L’hématome épidural est une complication assez fréquente des fractures transvertébrales vraisemblablement du fait de lésions de traction sur les plexus veineux épiduraux [5]. Il réalise une masse extradurale, le plus souvent de localisation postérieure ou postérolatérale avec sur les coupes sagittales un aspect fusiforme aux extrémités supérieures et inférieures effilées, en pointe. Le signal de ces hématomes est variable. Au stade aigu, on observe généralement un hyposignal en pondération T1 et un hyposignal homogène ou hétérogène (zones focales en hypersignal) en pondération T2. Après 24 heures d’évolution, les hématomes sont typiquement en hypersignal sur les deux types de séquences.

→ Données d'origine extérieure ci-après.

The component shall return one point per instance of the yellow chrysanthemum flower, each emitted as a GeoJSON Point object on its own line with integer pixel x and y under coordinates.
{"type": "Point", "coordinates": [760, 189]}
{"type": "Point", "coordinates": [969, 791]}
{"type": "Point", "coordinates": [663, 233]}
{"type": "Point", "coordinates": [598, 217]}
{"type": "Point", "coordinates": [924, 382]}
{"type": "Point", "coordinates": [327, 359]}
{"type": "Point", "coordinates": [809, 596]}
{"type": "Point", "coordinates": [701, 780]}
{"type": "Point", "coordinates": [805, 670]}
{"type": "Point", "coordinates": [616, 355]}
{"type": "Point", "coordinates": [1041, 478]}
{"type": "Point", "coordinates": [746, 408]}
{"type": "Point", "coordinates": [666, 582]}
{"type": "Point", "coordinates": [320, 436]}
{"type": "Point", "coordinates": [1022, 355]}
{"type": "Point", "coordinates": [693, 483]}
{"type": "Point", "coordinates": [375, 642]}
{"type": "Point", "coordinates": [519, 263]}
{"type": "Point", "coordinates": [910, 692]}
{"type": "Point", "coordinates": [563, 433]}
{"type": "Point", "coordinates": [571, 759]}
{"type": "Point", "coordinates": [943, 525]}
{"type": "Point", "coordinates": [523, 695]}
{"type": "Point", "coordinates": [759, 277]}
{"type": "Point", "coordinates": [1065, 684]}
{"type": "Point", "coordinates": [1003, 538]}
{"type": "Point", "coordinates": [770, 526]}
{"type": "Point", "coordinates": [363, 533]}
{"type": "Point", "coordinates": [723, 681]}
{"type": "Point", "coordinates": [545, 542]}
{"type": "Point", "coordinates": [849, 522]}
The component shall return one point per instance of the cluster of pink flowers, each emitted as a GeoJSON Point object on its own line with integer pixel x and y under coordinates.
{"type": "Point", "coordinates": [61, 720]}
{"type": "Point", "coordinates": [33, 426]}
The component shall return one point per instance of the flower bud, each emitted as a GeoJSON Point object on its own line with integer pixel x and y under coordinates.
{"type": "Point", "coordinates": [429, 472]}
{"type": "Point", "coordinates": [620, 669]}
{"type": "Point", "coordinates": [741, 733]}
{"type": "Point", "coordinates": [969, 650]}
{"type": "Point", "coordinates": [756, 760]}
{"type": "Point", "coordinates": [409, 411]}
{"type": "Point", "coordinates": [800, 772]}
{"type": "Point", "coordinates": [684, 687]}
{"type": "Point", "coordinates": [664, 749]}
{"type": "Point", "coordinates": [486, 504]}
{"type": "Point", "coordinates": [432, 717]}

Sur le plan clinique, il existe classiquement un intervalle libre entre l’épisode traumatique et l’apparition de la symptomatologie neurologique ; le début est généralement brutal avec douleurs parfois de trajet radiculaire (indiquant alors le site du début de saignement). Puis s’installe un déficit moteur et sensitif : paraparésie ou tétraparésie pouvant évoluer vers la paralysie complète. Le traitement consiste en une décompression urgente par laminectomie des niveaux touchés. Le pronostic de ces hématomes épiduraux est fonction de la sévérité des symptômes, de la rapidité de leur progression, de l’extension de la lésion et de l’intervalle de temps entre début clinique et geste décompressif.